“I can’t do squats. They hurt my knees.”

Leonie de Garnham: Coaching & Personal Training

“I can’t do squats. They hurt my knees.”

That was the first thing Sarah said to me when we started working together.

She’s a busy professional. Long hours. Mostly desk based. Like many women in perimenopause and menopause, her training had been inconsistent for years. She would start, stop, restart, push hard, then pull back when something flared.

Every time she tried to reintroduce squats, her knees hurt.

So she stopped doing them.

Over time, the story became simple and convincing: I have bad knees.

If you are a midlife woman who has felt your knees protest during a squat or lunge, you may recognise that shift. Discomfort quickly becomes identity. Pain becomes proof that something is wrong.

But most of the time, what I see is not damaged knees.

I see reduced capacity.

I see years of mostly sedentary work. I see strength that has not been trained consistently. I see full knee bending that has been avoided for a long time. I see a sudden jump from very little load to quite a lot.

Then I see fear.

Leonie de Garnham: Coaching & Personal Training

Perimenopause and menopause can complicate the picture. Recovery feels slower. Muscles feel sorer. Joints can feel more reactive. There is often a quiet loss of confidence. The body no longer behaves exactly as it did ten years ago, and that uncertainty feeds caution.

When a squat hurts in that context, it is easy to assume the knee is fragile.

But the knee is designed to bend.

Bending helps circulate synovial fluid within the joint, supporting lubrication and joint health. Movement is part of how joints stay healthy. If you have not bent your knees under load consistently, and then you suddenly ask for a deep squat, your body may respond with discomfort. Not because it is breaking, but because it is underprepared.

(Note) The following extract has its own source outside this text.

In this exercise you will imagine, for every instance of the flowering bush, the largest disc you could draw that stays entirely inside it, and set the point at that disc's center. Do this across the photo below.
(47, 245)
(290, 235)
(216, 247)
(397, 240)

Pain in this situation is often about demand exceeding preparation.

That distinction matters.

One of the most helpful conversations I have with clients is about pain itself. Not all discomfort means damage. A simple guideline I use is this: discomfort up to three out of ten during exercise that settles afterwards is generally acceptable. Sharp pain or five out of ten or more is a signal to stop and reassess.

We are not pushing through significant pain.

But we are also not interpreting every sensation as injury.

With Sarah, we did not remove squats from her program. We reduced them.

For the first eight weeks, she squatted to a high box. The range was small. We monitored her discomfort carefully and kept it under three out of ten. She completed eight to ten repetitions, two to three sets, twice per week. Nothing dramatic. No intensity. Just consistency.

When that became comfortable, we lowered the box slightly. The range increased gradually. Her tolerance improved. Her strength improved. Her balance improved. Most importantly, her confidence improved.

Today she can squat to ninety degrees.

What changed was not her knees.

What changed was her exposure.

Midlife women are often told to be careful. To avoid impact. To protect their joints. Yet they are also told that muscle mass matters more than ever. That strength is essential for long term health.

The answer is not less movement.

It is progressive, intelligent loading.

Avoiding squats completely does not build strength in muscles or connective tissue. It does not improve coordination. It does not restore trust in your body. Starting small and progressing consistently does.

There are practical ways to begin.

If a full squat hurts, reduce the depth. Squat to a chair or high box. Hold onto something if you feel unstable. Experiment with stance width and foot position to find what feels more comfortable for your body. Train two to three times per week. Let the range grow gradually as tolerance improves.

Hydration and overall lifestyle load also matter more than most people realise. If you are under hydrated, under slept and carrying high work stress, recovery is slower. Joints can feel more reactive. Water is not a cure for knee pain, but adequate hydration supports tissue health. Sleep supports recovery. Strength training builds tolerance. These factors work together.

Instead of saying I have bad knees, consider a different narrative. My knees need progressive exposure. Instead of I am too old for this, try my body needs consistency, not intensity.

Your knees are not fragile joints waiting to fail.

They are adaptable structures that respond to what you regularly ask of them.

The key is not to avoid bending.

The key is to bend, wisely and consistently.